IT Realms: 2011

Monday, November 28, 2011

A serious take on Data-Rich Development - Part 2

In the last part I explained how I managed to prepare the histogram of class changes across issues. This was certainly not everything that you can do with the data that I generated. The next step was to get more detailed information on each class. I decided that for sure I want to see how number of modifications changed over time and to achieve this I prepared a chart you can see below; it shows how many issues “changed” this class at a specific moment in time (month being the resolution)¹:

Note that in this case I decided to use standard line chart since the information that I wanted to present is not really that complex – I certainly don’t want the “cool charts” to become my golden hammer. It is also worth noting that after using this data for some time I decided to normalize Y-axis, so I can compare metric on different classes at a glance. See for instance second example below, where you can clearly see that over time number of both modifications and defects decreased – it’s not marked as sharply as on stock market, but if you see a number of these charts (one above being an example), the existence of a trend becomes obvious.

It’s still hard to say whether this trend means good or bad – it is obvious that this class doesn’t get changed, but it still can mean that certain problems exist, eg. the class got too big and rarely any modification is justifiable by a business reason. To nail down the cause, you’d need other metrics to provide you more context. I’ve been already thinking of possible extensions that could exploit more sophisticated ways of visualization, when for example one could be able to see how size of a class changes on the same timeline. Theoretically it would be awesome to see coverage there as well but this is unfortunately not possible in our case – if you however can do it, go for it, I’d be thrilled to see that. And if I were to choose how to visualize that I’d probably go for a chart a’la GapMinder which sort of out of the box would enable having combined view of metrics for many classes at the same time. Anyhow, I’m not sure which information would benefit you the most, but it’s very much worth exploring :)

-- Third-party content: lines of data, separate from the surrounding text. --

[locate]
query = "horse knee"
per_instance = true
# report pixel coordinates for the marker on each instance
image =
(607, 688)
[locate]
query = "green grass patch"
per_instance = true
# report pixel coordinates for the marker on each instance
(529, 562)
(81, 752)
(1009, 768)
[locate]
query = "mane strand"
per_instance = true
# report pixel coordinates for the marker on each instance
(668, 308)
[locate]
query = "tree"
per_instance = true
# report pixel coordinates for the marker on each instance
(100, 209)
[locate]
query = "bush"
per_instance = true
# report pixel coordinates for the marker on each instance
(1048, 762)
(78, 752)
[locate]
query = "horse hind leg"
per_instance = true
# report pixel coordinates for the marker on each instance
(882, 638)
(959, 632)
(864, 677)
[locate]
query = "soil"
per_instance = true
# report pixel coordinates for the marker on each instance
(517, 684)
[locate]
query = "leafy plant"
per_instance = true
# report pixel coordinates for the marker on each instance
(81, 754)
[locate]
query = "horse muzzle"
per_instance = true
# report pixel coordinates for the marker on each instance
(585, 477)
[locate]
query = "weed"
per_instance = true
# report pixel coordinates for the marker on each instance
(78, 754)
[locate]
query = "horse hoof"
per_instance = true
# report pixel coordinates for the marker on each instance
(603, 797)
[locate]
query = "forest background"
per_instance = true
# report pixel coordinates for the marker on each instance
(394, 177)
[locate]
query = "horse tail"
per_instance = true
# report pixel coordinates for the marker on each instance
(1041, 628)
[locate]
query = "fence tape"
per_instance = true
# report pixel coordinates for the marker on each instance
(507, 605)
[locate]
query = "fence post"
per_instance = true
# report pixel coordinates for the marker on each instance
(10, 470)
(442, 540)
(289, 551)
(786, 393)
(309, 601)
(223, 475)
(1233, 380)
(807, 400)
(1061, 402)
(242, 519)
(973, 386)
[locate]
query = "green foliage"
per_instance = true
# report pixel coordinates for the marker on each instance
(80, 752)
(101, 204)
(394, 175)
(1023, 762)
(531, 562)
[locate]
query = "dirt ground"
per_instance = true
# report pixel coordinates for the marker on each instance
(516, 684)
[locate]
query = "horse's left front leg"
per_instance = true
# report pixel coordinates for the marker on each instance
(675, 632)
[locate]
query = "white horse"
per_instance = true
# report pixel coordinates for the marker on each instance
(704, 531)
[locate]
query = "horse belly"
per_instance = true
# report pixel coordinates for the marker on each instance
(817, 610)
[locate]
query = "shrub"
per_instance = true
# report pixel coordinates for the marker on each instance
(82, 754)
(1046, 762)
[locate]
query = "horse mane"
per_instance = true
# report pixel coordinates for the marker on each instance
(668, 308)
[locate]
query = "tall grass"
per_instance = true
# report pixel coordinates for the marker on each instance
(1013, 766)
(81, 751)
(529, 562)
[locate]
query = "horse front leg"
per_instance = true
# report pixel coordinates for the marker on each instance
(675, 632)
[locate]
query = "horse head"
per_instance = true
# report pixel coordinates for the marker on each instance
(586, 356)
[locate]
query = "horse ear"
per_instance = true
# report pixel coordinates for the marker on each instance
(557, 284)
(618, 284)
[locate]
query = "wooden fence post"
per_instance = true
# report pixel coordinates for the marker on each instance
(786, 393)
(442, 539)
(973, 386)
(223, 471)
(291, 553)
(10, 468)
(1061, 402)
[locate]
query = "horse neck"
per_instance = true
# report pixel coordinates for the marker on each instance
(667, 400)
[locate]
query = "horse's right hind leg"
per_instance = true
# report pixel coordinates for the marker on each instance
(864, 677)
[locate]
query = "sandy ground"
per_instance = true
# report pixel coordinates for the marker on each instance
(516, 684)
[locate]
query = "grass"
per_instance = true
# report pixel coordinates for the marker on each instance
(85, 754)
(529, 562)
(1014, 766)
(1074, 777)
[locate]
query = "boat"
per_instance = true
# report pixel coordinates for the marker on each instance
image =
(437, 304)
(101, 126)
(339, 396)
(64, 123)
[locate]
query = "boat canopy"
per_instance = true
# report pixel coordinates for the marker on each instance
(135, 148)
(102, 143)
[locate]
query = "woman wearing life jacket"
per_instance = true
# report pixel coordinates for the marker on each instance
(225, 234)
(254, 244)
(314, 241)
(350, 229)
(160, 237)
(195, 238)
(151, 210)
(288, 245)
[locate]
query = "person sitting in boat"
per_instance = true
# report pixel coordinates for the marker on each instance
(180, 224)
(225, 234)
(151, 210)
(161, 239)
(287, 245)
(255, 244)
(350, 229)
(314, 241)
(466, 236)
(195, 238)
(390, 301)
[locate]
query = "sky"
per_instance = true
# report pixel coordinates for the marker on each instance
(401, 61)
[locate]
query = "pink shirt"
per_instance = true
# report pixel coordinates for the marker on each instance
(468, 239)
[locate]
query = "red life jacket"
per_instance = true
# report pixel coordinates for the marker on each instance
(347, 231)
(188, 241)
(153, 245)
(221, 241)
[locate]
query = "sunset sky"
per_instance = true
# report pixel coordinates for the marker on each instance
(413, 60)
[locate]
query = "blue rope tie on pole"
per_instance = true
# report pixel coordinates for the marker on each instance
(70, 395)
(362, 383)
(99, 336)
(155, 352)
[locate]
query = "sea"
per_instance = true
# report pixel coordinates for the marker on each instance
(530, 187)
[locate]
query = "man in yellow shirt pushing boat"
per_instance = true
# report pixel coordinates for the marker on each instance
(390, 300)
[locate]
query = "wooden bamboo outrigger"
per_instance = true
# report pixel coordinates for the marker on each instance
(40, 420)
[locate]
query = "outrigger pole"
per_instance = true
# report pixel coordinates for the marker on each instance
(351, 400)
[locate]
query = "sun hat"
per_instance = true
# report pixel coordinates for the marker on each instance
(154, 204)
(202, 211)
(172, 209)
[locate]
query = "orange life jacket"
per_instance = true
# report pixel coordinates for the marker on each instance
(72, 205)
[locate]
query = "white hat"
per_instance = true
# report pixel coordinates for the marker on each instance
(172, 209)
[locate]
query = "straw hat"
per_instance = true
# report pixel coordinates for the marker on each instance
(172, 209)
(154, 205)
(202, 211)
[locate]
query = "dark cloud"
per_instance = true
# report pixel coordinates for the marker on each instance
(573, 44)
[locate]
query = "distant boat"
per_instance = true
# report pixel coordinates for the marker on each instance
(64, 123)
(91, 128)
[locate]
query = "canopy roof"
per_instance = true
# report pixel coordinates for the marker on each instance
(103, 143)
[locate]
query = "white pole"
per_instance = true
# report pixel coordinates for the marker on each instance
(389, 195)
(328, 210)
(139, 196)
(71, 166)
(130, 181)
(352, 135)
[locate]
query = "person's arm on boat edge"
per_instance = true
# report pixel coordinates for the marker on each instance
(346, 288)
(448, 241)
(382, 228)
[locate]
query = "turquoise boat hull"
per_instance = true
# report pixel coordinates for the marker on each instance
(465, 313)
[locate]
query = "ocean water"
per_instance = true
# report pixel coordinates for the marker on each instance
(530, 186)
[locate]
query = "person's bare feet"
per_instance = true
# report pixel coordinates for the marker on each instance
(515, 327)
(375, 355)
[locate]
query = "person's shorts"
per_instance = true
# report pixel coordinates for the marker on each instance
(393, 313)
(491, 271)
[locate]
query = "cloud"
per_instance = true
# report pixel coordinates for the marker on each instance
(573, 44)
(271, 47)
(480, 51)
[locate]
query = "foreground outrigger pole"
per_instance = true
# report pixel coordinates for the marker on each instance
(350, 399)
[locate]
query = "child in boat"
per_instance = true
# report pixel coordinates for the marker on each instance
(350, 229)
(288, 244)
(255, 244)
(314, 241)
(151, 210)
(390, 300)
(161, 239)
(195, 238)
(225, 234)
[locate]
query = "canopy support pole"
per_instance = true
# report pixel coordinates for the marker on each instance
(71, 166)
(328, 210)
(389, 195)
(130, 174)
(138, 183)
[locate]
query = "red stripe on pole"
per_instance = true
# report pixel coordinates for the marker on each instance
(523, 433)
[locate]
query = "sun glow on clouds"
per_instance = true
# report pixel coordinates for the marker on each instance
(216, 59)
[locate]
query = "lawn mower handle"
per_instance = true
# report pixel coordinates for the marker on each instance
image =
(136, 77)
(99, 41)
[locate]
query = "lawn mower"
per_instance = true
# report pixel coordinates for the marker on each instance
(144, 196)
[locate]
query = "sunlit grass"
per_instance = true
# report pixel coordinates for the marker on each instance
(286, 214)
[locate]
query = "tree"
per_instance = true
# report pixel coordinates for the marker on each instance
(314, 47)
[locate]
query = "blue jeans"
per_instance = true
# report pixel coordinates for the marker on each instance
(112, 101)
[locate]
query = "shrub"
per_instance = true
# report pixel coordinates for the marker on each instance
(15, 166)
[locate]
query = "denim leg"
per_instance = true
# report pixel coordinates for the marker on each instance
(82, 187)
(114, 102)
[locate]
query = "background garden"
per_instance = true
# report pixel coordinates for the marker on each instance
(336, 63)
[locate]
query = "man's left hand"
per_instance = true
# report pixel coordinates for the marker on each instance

I was not planning to explore this problem in an orderly fashion of any sort, because when I research a topic I like to do a bit of jumping from one thing to another which helps me get a better grasp on all aspects of the particular problem). I decided that for a next step I want to go more into the correlations of classes across issues (I again got inspired my Michael Feathers – http://michaelfeathers.typepad.com/michael_feathers_blog/2011/09/temporal-correlation-of-class-changes.html). The first visualization that got created out of this concept was a graph of all possible correlations (ie. classes that get changed together as a part of the same issue) above certain threshold for whole project and it looked like that:

The size of a node (representing a class) is proportional to the aggregate number of issues when a class was changed together with other class, and correlation is depicted as a link between the two. This visualization certainly looks cool and also is interactive – you can pan the area, zoom, move nodes around… actually look foryourself on Protovis site. What’s the downside then? There’s just too much information – it does show you an overview of areas having a strong coupling (see yellow), it will highlight boundaries of application modules (see blue), but it’s almost impossible to get more specific information out of it. So it’s good as a start but you need a next step here, something that would let you dig into the details why the situations is as it is and whether you should do something about it.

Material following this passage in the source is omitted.